Mamme e papà non possono affidare serenamente i propri figli alla scuola sapendo che rischiano di esporli a un violento indottrinamento. Non possiamo e non dobbiamo permettere una deriva di questo tipo.

Sulle pagine di questo blog il tema delle bufale sulla teoria gender è stato trattato varie volte (Se la scuola smette di essere luogo di confrontoSulle polemiche sul DDL Cirinnà: famiglia naturale, morale e diritto e Ancora sulle bufale sul gender e la scuola), tuttavia - sarà forse l'atavica stanchezza - questa volta credo sia utile riportare quanto di recente pubblicato su La Ricerca nell'articolo Sgombrare il campo
 dagli equivoci, in cui il prof. Federico Batini intervista lo psicologo Vittorio Lingiardi dell'Associazione Italiana di Psicologia

D: Prof. Lingiardi, non le sembra che in questo momento storico si stia facendo una grossa confusione riguardo alla tematica cosiddetta del “gender”?

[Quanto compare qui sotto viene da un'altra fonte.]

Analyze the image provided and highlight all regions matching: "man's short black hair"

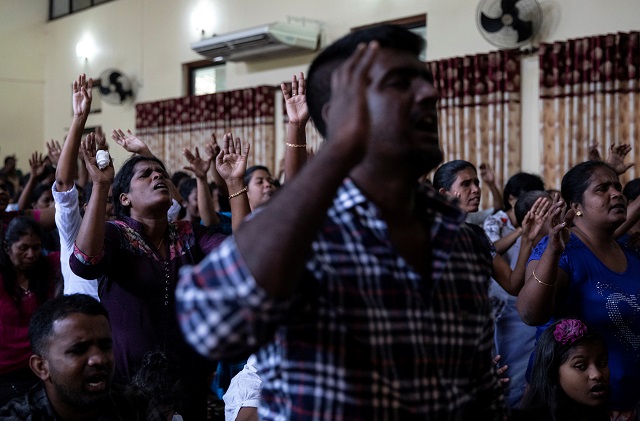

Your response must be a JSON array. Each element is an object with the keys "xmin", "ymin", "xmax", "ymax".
[
  {"xmin": 29, "ymin": 294, "xmax": 109, "ymax": 355},
  {"xmin": 307, "ymin": 25, "xmax": 424, "ymax": 138}
]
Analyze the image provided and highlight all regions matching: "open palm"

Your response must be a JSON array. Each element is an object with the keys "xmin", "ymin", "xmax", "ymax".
[{"xmin": 216, "ymin": 133, "xmax": 250, "ymax": 181}]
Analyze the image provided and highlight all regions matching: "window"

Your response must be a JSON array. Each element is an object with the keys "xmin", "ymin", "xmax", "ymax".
[
  {"xmin": 49, "ymin": 0, "xmax": 112, "ymax": 20},
  {"xmin": 183, "ymin": 60, "xmax": 227, "ymax": 95},
  {"xmin": 351, "ymin": 15, "xmax": 427, "ymax": 61}
]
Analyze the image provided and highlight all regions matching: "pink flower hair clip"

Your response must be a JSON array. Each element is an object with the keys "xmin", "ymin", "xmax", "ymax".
[{"xmin": 553, "ymin": 319, "xmax": 587, "ymax": 345}]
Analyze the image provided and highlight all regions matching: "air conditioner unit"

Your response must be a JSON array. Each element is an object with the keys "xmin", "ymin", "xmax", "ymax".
[{"xmin": 191, "ymin": 23, "xmax": 320, "ymax": 61}]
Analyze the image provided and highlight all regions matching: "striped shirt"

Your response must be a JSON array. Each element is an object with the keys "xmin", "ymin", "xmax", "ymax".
[{"xmin": 176, "ymin": 179, "xmax": 503, "ymax": 420}]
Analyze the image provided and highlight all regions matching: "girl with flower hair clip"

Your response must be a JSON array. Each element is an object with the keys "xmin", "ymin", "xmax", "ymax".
[{"xmin": 513, "ymin": 319, "xmax": 610, "ymax": 421}]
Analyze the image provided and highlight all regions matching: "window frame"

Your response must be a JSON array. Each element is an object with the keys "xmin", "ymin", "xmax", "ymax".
[{"xmin": 182, "ymin": 60, "xmax": 227, "ymax": 96}]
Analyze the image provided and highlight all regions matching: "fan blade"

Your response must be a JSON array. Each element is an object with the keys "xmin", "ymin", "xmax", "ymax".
[
  {"xmin": 480, "ymin": 13, "xmax": 504, "ymax": 32},
  {"xmin": 500, "ymin": 0, "xmax": 519, "ymax": 15},
  {"xmin": 109, "ymin": 72, "xmax": 122, "ymax": 83},
  {"xmin": 511, "ymin": 18, "xmax": 533, "ymax": 43},
  {"xmin": 117, "ymin": 90, "xmax": 133, "ymax": 102}
]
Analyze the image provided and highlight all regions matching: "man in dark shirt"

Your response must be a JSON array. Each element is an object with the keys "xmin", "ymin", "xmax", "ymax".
[
  {"xmin": 0, "ymin": 294, "xmax": 146, "ymax": 421},
  {"xmin": 176, "ymin": 26, "xmax": 503, "ymax": 420}
]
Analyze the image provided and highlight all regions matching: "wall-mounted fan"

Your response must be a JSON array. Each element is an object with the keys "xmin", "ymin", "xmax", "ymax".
[
  {"xmin": 476, "ymin": 0, "xmax": 542, "ymax": 48},
  {"xmin": 99, "ymin": 69, "xmax": 133, "ymax": 105}
]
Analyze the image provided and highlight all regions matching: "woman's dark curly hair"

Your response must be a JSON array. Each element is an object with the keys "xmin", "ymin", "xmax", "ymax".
[
  {"xmin": 0, "ymin": 216, "xmax": 56, "ymax": 309},
  {"xmin": 112, "ymin": 155, "xmax": 167, "ymax": 218}
]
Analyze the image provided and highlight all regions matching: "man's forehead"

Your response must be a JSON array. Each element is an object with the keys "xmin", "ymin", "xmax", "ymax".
[{"xmin": 50, "ymin": 313, "xmax": 111, "ymax": 343}]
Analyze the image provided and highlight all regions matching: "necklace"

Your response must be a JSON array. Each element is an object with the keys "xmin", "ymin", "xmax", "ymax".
[
  {"xmin": 18, "ymin": 285, "xmax": 33, "ymax": 297},
  {"xmin": 156, "ymin": 234, "xmax": 165, "ymax": 250}
]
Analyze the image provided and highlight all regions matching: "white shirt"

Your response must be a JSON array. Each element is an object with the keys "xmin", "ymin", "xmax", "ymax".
[
  {"xmin": 222, "ymin": 355, "xmax": 262, "ymax": 421},
  {"xmin": 51, "ymin": 182, "xmax": 100, "ymax": 301}
]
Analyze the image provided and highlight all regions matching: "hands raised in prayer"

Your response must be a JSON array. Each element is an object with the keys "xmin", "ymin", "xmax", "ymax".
[
  {"xmin": 80, "ymin": 133, "xmax": 115, "ymax": 185},
  {"xmin": 72, "ymin": 73, "xmax": 93, "ymax": 119},
  {"xmin": 111, "ymin": 129, "xmax": 153, "ymax": 156},
  {"xmin": 216, "ymin": 133, "xmax": 250, "ymax": 184},
  {"xmin": 280, "ymin": 72, "xmax": 309, "ymax": 126}
]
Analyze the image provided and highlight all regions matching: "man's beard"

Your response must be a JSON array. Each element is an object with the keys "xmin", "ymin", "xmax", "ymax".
[{"xmin": 51, "ymin": 376, "xmax": 110, "ymax": 410}]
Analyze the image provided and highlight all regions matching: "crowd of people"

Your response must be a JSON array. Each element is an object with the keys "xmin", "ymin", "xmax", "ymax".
[{"xmin": 0, "ymin": 26, "xmax": 640, "ymax": 421}]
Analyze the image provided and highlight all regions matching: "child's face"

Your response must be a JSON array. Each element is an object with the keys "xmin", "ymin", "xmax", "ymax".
[{"xmin": 559, "ymin": 342, "xmax": 609, "ymax": 406}]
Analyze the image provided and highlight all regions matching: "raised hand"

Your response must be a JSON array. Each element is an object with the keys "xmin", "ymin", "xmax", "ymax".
[
  {"xmin": 216, "ymin": 133, "xmax": 250, "ymax": 181},
  {"xmin": 72, "ymin": 73, "xmax": 93, "ymax": 119},
  {"xmin": 328, "ymin": 41, "xmax": 379, "ymax": 160},
  {"xmin": 111, "ymin": 129, "xmax": 152, "ymax": 156},
  {"xmin": 493, "ymin": 355, "xmax": 509, "ymax": 384},
  {"xmin": 522, "ymin": 197, "xmax": 551, "ymax": 242},
  {"xmin": 280, "ymin": 72, "xmax": 309, "ymax": 125},
  {"xmin": 29, "ymin": 152, "xmax": 46, "ymax": 180},
  {"xmin": 589, "ymin": 142, "xmax": 602, "ymax": 161},
  {"xmin": 607, "ymin": 143, "xmax": 634, "ymax": 175},
  {"xmin": 182, "ymin": 146, "xmax": 211, "ymax": 180},
  {"xmin": 480, "ymin": 162, "xmax": 496, "ymax": 185},
  {"xmin": 47, "ymin": 139, "xmax": 62, "ymax": 166},
  {"xmin": 547, "ymin": 193, "xmax": 576, "ymax": 253},
  {"xmin": 80, "ymin": 133, "xmax": 115, "ymax": 185},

R: C’è confusione e purtroppo, a volte, malafede. A questo proposito vorrei richiamare un recente (ottobre 2015) documento dell’AIP [Associazione Italiana di Psicologia, N.d.R.]: «Da pochi giorni si sono riaperte le scuole e, con esse, le discussioni e le polemiche legate alla cosiddetta “ideologia del gender”, alle delibere o alle mozioni per ritirare testi contenuti presso le biblioteche scolastiche e le conseguenti polemiche da parte di associazioni di insegnanti, genitori, esperti del settore. Sul tema specifico della “teoria del gender”, l’AIP ribadisce quanto già scritto in un documento approvato in marzo. L’inserimento nei progetti didattico-formativi di contenuti riguardanti il genere e l’orientamento sessuale aiuta a fare chiarezza sulle dimensioni costitutive della sessualità e dell’affettività, favorendo una cultura delle differenze e del rispetto della persona umana in tutte le sue dimensioni, mettendo in atto strategie preventive adeguate ed efficaci per contrastare la formazione di pregiudizi e fenomeni come il bullismo omofobico, la discriminazione di genere, il cyberbullismo».


D: Eppure il timore di molti genitori tocca toni che rasentano la “fobia di massa”. Come possiamo tranquillizzarli? Anzitutto, possiamo sgombrare il campo da alcuni equivoci terminologici?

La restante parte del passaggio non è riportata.